Blayney, in the central western region of NSW, has been home to a wind farm since 2000, when the Blayney wind farm opened at Lake Carcoar, at the time being the largest wind farm in Australia. The 15 turbines have a rating of 9.9 MW in total.
Wind farm developer Infigen is proposing a new wind farm for Blayney, with 40 larger, modern turbines. A co-operative has been formed to buy one of the turbines for the local community. The Central Western Daily has run several articles, highlighting the views of local opponents, the outcomes of a public meeting called by Blayney Shire Council, and the views of supporters.
Here is some information from the latter article, Case for wind farm: clean energy in our own backyard (Erin Somerville, Central Western Daily, 5 December 2011):
(NB: after checking with infigen we have corrected one presumably accidental error in the article.
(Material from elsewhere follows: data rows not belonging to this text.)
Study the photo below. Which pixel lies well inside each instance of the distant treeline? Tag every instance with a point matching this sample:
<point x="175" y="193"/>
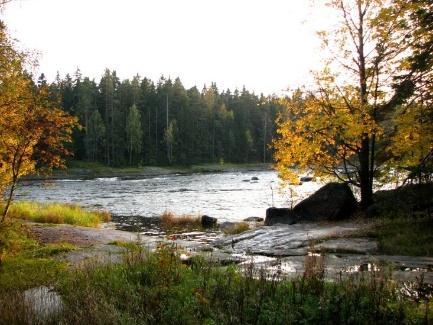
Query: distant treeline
<point x="137" y="122"/>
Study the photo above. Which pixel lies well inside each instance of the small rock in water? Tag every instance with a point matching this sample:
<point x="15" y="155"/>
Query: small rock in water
<point x="208" y="222"/>
<point x="253" y="219"/>
<point x="279" y="215"/>
<point x="225" y="226"/>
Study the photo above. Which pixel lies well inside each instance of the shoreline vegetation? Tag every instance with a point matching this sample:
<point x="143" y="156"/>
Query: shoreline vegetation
<point x="157" y="287"/>
<point x="57" y="213"/>
<point x="165" y="289"/>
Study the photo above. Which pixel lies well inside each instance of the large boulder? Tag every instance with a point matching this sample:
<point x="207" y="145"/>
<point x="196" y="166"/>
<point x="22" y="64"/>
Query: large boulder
<point x="334" y="201"/>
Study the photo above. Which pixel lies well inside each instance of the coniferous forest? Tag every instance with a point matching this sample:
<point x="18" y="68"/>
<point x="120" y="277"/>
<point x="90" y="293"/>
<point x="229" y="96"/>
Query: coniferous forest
<point x="137" y="122"/>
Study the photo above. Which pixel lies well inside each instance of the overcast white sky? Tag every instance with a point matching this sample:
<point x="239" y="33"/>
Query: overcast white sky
<point x="266" y="45"/>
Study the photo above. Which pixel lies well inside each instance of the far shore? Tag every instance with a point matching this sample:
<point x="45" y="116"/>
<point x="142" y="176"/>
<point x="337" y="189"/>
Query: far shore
<point x="89" y="170"/>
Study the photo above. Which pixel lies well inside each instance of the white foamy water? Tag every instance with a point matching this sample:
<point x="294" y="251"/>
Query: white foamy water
<point x="228" y="196"/>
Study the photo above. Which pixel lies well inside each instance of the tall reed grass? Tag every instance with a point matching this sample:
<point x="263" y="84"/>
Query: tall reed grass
<point x="57" y="213"/>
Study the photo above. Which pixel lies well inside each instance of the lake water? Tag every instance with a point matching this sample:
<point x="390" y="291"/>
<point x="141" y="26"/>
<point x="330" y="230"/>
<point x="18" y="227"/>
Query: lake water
<point x="230" y="196"/>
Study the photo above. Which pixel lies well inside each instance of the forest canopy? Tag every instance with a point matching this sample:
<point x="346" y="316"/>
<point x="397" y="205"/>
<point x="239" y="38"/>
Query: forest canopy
<point x="371" y="114"/>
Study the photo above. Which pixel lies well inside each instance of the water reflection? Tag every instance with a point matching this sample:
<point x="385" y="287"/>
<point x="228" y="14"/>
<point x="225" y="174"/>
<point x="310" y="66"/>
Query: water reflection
<point x="227" y="196"/>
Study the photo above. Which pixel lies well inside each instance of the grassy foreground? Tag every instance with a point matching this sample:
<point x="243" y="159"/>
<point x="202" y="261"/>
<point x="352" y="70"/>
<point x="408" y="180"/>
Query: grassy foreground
<point x="156" y="288"/>
<point x="57" y="213"/>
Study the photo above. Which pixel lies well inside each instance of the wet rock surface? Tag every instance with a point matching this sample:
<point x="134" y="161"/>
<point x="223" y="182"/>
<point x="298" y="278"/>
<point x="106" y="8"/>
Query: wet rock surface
<point x="284" y="240"/>
<point x="281" y="250"/>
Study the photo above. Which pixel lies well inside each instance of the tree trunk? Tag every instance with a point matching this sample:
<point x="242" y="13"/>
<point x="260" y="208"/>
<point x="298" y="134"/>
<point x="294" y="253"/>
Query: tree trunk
<point x="9" y="200"/>
<point x="365" y="175"/>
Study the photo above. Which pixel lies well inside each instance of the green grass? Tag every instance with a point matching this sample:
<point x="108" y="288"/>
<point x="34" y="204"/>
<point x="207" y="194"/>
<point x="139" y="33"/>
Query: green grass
<point x="57" y="213"/>
<point x="156" y="288"/>
<point x="24" y="263"/>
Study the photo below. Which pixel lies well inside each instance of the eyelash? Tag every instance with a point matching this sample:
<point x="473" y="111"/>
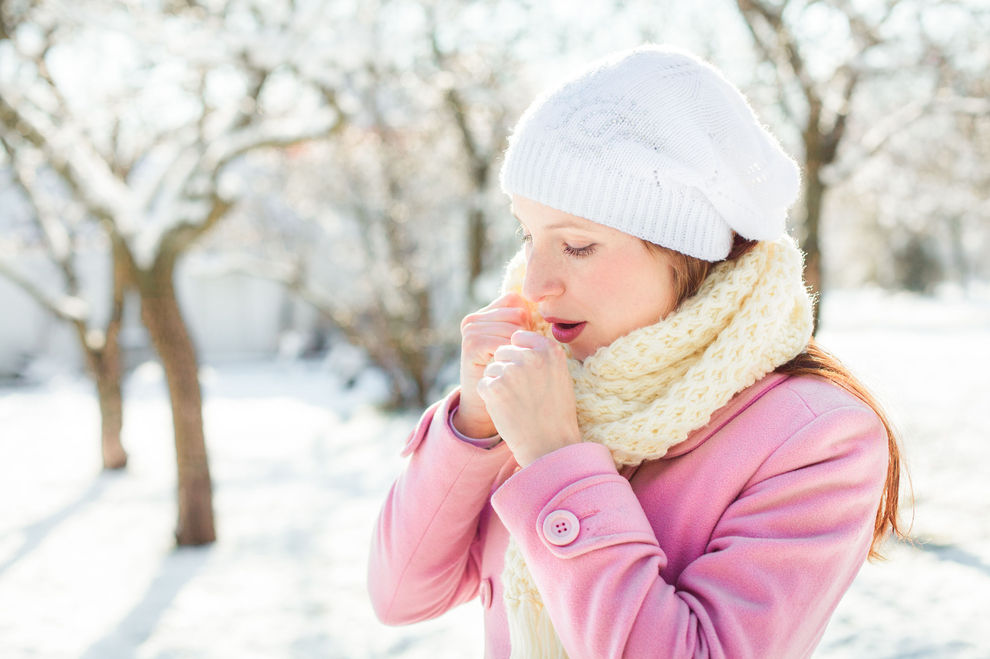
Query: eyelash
<point x="570" y="251"/>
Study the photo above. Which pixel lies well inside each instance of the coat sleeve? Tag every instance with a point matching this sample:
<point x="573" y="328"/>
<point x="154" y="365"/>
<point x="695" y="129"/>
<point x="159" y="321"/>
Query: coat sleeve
<point x="780" y="556"/>
<point x="423" y="557"/>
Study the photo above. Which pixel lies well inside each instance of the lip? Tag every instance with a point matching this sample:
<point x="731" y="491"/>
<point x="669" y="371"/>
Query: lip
<point x="563" y="330"/>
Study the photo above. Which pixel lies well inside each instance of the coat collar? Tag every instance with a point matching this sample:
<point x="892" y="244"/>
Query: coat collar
<point x="726" y="413"/>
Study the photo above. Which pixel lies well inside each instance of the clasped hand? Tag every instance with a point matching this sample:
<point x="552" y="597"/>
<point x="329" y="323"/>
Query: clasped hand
<point x="521" y="385"/>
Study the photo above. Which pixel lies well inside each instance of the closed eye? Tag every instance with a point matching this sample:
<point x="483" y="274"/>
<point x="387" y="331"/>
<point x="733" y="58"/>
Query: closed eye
<point x="587" y="250"/>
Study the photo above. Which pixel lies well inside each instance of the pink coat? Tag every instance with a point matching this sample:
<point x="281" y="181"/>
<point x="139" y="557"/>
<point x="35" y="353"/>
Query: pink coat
<point x="738" y="543"/>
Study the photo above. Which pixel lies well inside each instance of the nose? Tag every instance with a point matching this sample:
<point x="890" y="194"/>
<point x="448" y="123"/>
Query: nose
<point x="543" y="277"/>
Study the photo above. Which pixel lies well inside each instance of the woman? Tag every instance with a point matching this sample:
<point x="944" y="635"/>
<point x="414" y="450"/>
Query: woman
<point x="647" y="455"/>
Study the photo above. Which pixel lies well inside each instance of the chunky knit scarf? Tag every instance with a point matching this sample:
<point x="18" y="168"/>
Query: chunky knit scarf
<point x="648" y="390"/>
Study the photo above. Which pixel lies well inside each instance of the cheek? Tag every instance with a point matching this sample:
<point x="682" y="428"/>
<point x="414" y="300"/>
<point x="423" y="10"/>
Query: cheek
<point x="640" y="291"/>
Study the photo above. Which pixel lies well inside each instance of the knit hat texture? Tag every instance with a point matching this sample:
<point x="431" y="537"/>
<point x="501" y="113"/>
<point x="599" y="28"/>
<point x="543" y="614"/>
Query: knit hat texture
<point x="658" y="144"/>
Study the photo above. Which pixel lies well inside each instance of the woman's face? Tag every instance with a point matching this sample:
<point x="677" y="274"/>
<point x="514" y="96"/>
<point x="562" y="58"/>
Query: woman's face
<point x="592" y="283"/>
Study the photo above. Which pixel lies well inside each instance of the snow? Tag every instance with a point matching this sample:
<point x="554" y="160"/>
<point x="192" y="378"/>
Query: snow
<point x="301" y="463"/>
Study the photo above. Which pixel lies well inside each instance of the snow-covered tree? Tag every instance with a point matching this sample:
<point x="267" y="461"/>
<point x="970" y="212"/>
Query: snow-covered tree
<point x="141" y="110"/>
<point x="852" y="76"/>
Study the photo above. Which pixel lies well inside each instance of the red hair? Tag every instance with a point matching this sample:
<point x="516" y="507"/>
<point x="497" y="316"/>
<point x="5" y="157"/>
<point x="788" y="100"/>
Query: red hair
<point x="690" y="272"/>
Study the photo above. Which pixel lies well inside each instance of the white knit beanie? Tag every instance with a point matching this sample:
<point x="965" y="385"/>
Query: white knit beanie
<point x="658" y="144"/>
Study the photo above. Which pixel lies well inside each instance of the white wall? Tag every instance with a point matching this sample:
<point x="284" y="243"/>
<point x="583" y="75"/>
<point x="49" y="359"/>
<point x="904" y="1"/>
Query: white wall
<point x="231" y="316"/>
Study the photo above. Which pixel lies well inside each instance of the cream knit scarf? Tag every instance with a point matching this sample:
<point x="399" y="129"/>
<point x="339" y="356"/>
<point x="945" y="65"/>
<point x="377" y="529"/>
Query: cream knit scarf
<point x="648" y="390"/>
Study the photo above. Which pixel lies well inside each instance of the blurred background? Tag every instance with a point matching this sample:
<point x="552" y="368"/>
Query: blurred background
<point x="237" y="238"/>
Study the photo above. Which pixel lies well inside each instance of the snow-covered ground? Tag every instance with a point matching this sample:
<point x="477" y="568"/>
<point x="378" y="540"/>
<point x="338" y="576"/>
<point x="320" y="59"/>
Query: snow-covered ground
<point x="300" y="466"/>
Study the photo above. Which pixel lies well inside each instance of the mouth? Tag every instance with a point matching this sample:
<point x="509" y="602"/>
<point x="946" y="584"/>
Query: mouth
<point x="565" y="331"/>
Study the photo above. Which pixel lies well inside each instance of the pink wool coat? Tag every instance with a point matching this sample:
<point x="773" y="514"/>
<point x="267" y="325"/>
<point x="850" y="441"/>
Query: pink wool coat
<point x="738" y="543"/>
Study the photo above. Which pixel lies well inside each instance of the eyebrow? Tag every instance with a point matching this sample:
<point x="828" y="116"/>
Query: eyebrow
<point x="563" y="224"/>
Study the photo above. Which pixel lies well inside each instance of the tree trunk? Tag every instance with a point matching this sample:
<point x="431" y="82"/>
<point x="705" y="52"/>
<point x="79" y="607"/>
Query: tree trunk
<point x="170" y="337"/>
<point x="814" y="197"/>
<point x="107" y="374"/>
<point x="108" y="371"/>
<point x="477" y="244"/>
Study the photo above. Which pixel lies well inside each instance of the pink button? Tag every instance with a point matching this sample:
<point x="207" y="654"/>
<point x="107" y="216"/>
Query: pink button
<point x="486" y="593"/>
<point x="561" y="527"/>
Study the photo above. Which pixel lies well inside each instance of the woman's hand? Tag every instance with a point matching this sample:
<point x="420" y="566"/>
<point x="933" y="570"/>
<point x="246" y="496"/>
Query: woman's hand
<point x="530" y="397"/>
<point x="482" y="333"/>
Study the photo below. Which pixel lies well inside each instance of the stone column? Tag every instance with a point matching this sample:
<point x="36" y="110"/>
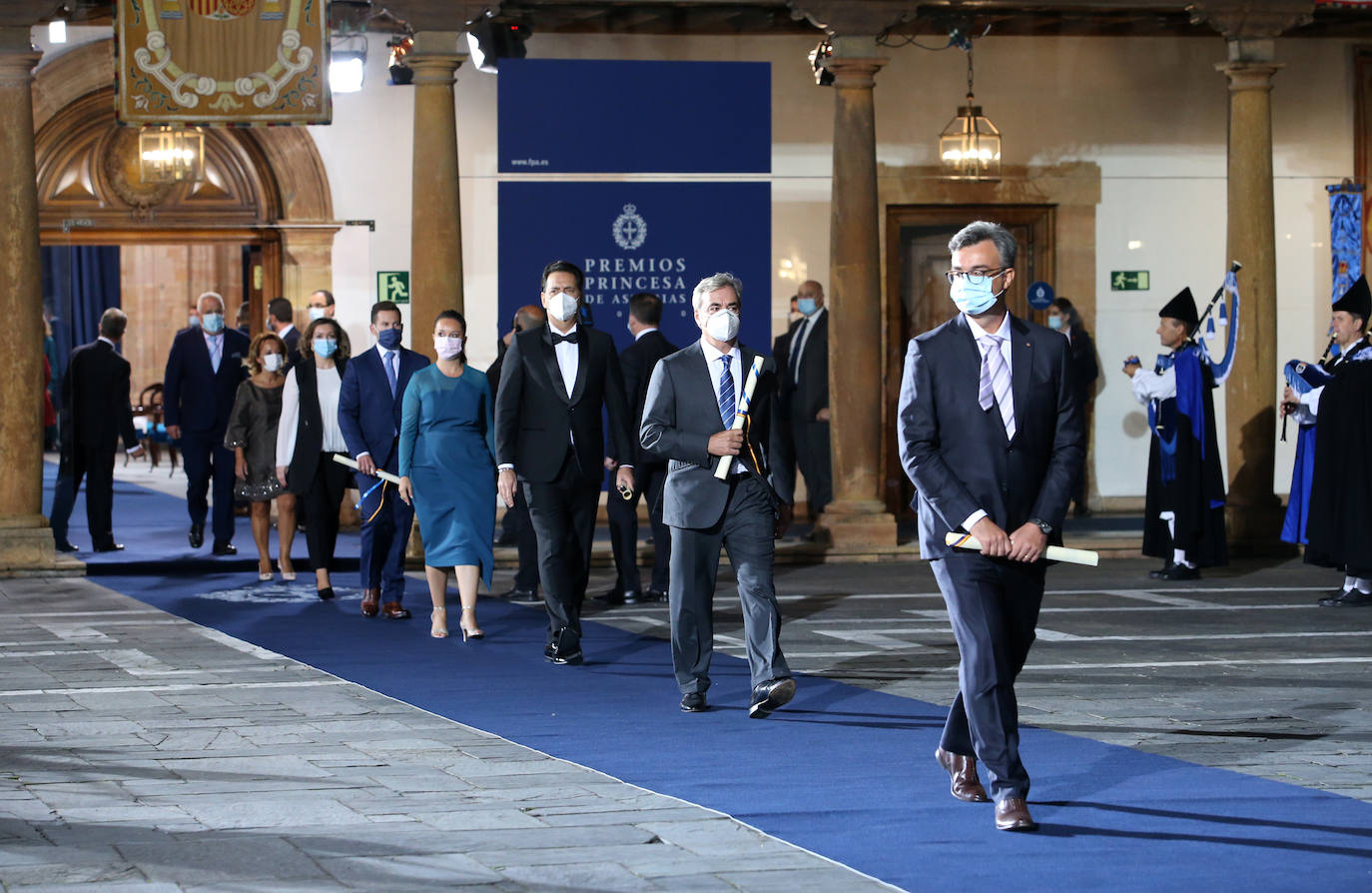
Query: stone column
<point x="857" y="518"/>
<point x="25" y="539"/>
<point x="1254" y="511"/>
<point x="436" y="209"/>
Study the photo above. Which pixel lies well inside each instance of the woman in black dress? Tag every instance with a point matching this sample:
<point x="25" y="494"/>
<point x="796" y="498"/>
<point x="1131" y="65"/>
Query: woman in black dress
<point x="252" y="436"/>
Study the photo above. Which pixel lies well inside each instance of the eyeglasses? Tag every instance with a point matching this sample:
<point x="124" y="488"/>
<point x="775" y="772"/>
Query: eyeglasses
<point x="975" y="278"/>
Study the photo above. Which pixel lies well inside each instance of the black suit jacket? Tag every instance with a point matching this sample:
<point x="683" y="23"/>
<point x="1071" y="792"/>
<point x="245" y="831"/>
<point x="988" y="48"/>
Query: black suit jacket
<point x="535" y="420"/>
<point x="95" y="398"/>
<point x="638" y="361"/>
<point x="678" y="422"/>
<point x="806" y="397"/>
<point x="957" y="454"/>
<point x="197" y="397"/>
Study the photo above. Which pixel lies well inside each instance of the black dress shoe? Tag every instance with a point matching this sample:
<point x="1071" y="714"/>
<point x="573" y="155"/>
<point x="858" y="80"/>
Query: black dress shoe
<point x="1180" y="572"/>
<point x="1353" y="598"/>
<point x="694" y="702"/>
<point x="771" y="695"/>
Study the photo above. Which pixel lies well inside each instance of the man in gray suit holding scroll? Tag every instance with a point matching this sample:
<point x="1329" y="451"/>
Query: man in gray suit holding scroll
<point x="688" y="420"/>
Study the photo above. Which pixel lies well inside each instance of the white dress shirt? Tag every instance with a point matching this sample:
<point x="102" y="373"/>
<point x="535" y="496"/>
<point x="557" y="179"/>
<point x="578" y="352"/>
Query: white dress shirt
<point x="330" y="385"/>
<point x="712" y="356"/>
<point x="984" y="341"/>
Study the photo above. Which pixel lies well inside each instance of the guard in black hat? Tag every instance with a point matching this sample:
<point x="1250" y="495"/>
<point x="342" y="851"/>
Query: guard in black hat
<point x="1335" y="426"/>
<point x="1184" y="507"/>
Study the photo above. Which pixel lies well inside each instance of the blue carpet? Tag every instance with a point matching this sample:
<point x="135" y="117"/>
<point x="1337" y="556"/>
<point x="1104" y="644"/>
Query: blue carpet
<point x="153" y="527"/>
<point x="843" y="771"/>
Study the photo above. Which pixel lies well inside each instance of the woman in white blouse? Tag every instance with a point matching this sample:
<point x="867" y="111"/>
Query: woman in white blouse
<point x="308" y="437"/>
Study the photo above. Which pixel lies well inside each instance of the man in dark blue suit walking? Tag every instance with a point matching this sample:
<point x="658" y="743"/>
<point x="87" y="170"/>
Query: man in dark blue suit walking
<point x="991" y="436"/>
<point x="369" y="418"/>
<point x="198" y="389"/>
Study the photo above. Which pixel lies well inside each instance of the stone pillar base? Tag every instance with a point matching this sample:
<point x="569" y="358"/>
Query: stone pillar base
<point x="857" y="524"/>
<point x="26" y="547"/>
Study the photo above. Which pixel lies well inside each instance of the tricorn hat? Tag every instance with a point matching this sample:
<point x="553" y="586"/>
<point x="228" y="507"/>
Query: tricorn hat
<point x="1181" y="308"/>
<point x="1357" y="300"/>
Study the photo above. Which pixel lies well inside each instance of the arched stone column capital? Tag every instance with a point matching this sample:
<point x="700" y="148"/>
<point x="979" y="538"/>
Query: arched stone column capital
<point x="1249" y="76"/>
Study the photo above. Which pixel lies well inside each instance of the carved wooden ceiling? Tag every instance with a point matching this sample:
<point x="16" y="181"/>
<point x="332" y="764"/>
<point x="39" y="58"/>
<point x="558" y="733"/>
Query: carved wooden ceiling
<point x="1137" y="18"/>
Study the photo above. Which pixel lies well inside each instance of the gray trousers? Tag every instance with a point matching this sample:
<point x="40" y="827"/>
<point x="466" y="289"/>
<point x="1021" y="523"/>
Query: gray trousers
<point x="745" y="531"/>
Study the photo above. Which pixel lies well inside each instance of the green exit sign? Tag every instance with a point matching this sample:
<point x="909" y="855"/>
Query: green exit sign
<point x="1129" y="280"/>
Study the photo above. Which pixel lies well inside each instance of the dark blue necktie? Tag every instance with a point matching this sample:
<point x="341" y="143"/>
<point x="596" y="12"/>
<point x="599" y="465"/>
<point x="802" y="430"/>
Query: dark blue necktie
<point x="726" y="394"/>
A single turbine would power around 1000 homes, not 100 as stated.)
SIMON Wright is looking forward to seeing the proposed 40 wind turbines at Flyers Creek up and running.
After all, he will be one of hundreds of residents who will be able to call one of the turbines his own.
Mr Wright has joined the Flyers Creek Co-operative committee that is looking to encourage people to pitch in funding to buy a wind turbine.
One turbine will cost around $5-6 million to construct, with participants expected to reap the financial benefits when its power is eventually sold into the grid.
The co-op’s proposed turbine is expected to generate enough energy to power  homes.
Mr Wright, who lives in Orange, said he supported the Flyers Creek initiative for a number of reasons.
“I am very keen to support any moves we have towards clean energy,” he said.
“It’s a project in our own backyard.”
Members of the co-op have a choice of contributing a minimum of $500 to $1000 for a wind turbine.
Infigen Energy has confirmed it would contribute an amount of money to help the co-op buy a turbine if they fell short of their financial goal.
Mr Wright said he was aware of and respected the concerns of many residents living near the site but didn’t agree with their views.
“I want a cleaner future for my kids and future generations,” he said.
“It’s a great local resource we have, and it’s better than having a coal plant next door.”
The co-operative’s communications committee addressed Bathurst residents on Tuesday night to encourage them to join the co-op.
While Blayney mayor Bruce Kingham will not reveal his opinion on the Flyers Creek wind farm proposal, he indicated that he did not have a concern with the initiative.
“In the 11 years since the [Blayney] wind farm, we have had not one complaint,” he said.
The Blayney wind farm was constructed in 2000 for $18 million.